Page 1 of 2

Records missing in the sequential file

Posted: Wed Nov 24, 2010 12:43 am
by kamesh
Hello Everyone,

I am trying to write two sets of data containg 5 records each to the same sequential file in an APPEND mode after the tranformations in a parallel job. But, my sequential file contains only 5 records after the job runs even though log shows that 5 records are consumed by each of the seq file stages. I also tried changing the job to run in single node configuration and changed all the stages execution mode to sequential without any success.
As far as I can understand this may be due to write lock of the sequential file which gets released only on completion of the job.

Please note that this scenario work perfectly in a server job when we use hashed file stage.

Code: Select all

Row generator -> Transformer -> Transformer 
                        |             |
                        v             v
                     Seq File     Seq File

Re: Records missing in the sequential file

Posted: Wed Nov 24, 2010 12:50 am
by kamesh
Ray,
I was able to get the expected result by adding the APT_EXECUTION_MODE=One process and APT_DISABLE_COMBINATION=TRUE but this would take any medium complex job to run forver. Please advice the alternatives.

Re: Records missing in the sequential file

Posted: Wed Nov 24, 2010 2:46 am
by Sreenivasulu
Hi Kamesh,
I think the job should work like it did in 'server' job when put in 'sequential mode'.
Pls try again and confirm

Regards
Sreeni

Posted: Wed Nov 24, 2010 3:25 am
by ArndW
Sequential files are 1 writer - N readers. You cannot have two processes write to the sequential file at the same time. When you do that, the process the closes the sequential file last will overwrite the other processes' information.
This has nothing to do with server or PX technologies but is fundamental to how sequential files operate.

Posted: Wed Nov 24, 2010 6:58 am
by chulett
Note that the Server job used hashed files for the target, not sequential files, a detail that makes all of the difference in the world. The former is a database table, the latter... not so much. As Arnd noted, sequential media does not support multiple writer processes, regardless of the tool used.

It may seem like it is working, but it really isn't.

Posted: Wed Nov 24, 2010 11:11 pm
by kamesh
That clarifies the missing records, thank you Arnd & Chulett!!! But, now the question is what should I use to mimic hash file behavior in parallel jobs provided my requirement remains same? I tried using dataset but that is not allowed as well.

I can think of using server shared container if and only if I don't find any other alternatives.

Posted: Wed Nov 24, 2010 11:49 pm
by ray.wurlod
Any database table.
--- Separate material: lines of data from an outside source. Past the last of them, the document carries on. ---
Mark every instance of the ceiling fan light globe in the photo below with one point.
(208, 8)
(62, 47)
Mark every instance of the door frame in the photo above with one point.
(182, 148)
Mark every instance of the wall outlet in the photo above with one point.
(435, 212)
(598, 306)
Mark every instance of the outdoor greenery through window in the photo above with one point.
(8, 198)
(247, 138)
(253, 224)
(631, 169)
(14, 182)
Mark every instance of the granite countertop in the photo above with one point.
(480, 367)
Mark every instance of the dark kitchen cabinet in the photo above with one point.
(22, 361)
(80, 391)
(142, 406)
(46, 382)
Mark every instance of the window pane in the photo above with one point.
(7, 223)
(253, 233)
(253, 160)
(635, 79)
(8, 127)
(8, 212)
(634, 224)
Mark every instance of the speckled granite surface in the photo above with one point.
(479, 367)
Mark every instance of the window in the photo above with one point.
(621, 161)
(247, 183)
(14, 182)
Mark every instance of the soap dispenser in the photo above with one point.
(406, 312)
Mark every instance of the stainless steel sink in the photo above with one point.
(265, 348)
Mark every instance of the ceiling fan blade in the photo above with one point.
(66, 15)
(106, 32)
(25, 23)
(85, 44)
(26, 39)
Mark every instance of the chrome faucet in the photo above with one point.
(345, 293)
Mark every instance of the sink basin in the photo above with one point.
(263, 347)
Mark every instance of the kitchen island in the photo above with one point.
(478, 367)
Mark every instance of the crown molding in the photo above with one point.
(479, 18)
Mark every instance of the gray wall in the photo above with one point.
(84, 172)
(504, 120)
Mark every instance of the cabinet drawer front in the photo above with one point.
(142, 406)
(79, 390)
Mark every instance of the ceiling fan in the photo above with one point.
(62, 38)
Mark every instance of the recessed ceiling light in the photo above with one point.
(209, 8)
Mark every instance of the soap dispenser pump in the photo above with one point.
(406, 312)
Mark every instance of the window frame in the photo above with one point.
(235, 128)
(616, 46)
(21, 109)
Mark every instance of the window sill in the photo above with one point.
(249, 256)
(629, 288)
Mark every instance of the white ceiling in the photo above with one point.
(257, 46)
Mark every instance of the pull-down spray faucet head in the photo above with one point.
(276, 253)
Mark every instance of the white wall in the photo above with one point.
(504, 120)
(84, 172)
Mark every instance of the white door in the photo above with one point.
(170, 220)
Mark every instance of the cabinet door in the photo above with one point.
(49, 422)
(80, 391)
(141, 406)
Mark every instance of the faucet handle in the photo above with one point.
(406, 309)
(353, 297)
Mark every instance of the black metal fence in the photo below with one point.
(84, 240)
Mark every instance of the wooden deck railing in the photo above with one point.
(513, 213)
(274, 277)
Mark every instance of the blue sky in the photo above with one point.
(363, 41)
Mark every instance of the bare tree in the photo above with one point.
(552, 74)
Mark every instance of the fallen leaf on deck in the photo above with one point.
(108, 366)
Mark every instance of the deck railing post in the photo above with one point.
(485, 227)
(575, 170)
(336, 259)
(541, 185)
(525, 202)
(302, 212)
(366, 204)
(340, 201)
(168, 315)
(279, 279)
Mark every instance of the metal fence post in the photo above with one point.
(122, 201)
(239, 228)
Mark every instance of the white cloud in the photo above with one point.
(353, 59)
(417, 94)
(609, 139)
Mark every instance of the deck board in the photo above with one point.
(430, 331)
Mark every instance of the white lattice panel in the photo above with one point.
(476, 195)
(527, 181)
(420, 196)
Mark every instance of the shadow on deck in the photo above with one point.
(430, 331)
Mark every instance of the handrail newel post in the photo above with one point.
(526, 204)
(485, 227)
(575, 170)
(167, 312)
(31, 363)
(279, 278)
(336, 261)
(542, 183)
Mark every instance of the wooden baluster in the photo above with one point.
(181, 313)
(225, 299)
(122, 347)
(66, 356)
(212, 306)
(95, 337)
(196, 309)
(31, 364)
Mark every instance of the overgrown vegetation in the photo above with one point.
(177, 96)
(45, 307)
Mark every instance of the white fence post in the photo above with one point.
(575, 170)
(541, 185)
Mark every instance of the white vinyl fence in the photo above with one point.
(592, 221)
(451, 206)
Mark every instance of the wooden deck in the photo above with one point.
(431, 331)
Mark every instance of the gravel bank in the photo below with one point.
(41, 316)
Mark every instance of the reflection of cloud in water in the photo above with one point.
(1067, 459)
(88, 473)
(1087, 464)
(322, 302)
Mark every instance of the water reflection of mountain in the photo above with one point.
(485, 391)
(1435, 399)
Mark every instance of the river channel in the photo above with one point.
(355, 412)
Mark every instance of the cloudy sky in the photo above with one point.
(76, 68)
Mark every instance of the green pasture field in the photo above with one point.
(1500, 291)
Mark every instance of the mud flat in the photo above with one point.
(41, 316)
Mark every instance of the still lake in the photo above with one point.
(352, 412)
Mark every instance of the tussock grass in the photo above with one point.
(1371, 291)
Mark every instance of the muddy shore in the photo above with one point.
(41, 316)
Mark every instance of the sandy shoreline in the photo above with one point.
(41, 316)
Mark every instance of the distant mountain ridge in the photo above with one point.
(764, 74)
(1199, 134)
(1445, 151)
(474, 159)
Or, as you note, a server shared container writing to a hashed file.

Posted: Thu Nov 25, 2010 12:26 am
by kamesh
Thanks Ray! I could get the expected result using the external target stage specific program in the required format (awk '{print}' >> /tmp/datafile).

Would this be an issue?

Posted: Thu Nov 25, 2010 12:29 am
by ray.wurlod
Yes, the same issue as with the Sequential File stage - only one writer for each file. Another solution would be to write to separate files then cat them together in an after-job subroutine running ExecSH.

Posted: Thu Nov 25, 2010 1:44 am
by kamesh
But I am able to get all the records in the file using the External Target Stage. I think it may be due to the fact that a separate unix process redirects the data to a file in external target stage.

Posted: Thu Nov 25, 2010 2:03 am
by ray.wurlod
Or you might just be lucky with the timing.

Posted: Thu Nov 25, 2010 7:55 am
by chulett
Which is what I meant by "seems" to work. Timing, especially with small volumes, can make it look like it is working but it won't 100% of the time.

Re: Records missing in the sequential file

Posted: Fri Dec 03, 2010 9:40 am
by tminelgin
Why not funnel each link together and then write them?

Re: Records missing in the sequential file

Posted: Wed Dec 29, 2010 5:34 am
by kamesh
tminelgin wrote:Why not funnel each link together and then write them?
I can't use funnel because the transformer and seq file are put up in a parallel shared container which is used couple of times in a single parallel job.

Re: Records missing in the sequential file

Posted: Sun Jan 02, 2011 1:41 am
by jwiles
kamesh wrote:I can't use funnel because the transformer and seq file are put up in a parallel shared container which is used couple of times in a single parallel job.
Instead of writing to the sequential file within the shared container, send the rows to the container's output, then funnel those outputs from the multiple containers in the job into a single file. A second option would be to write to multiple files and cat them together in an After Job routine.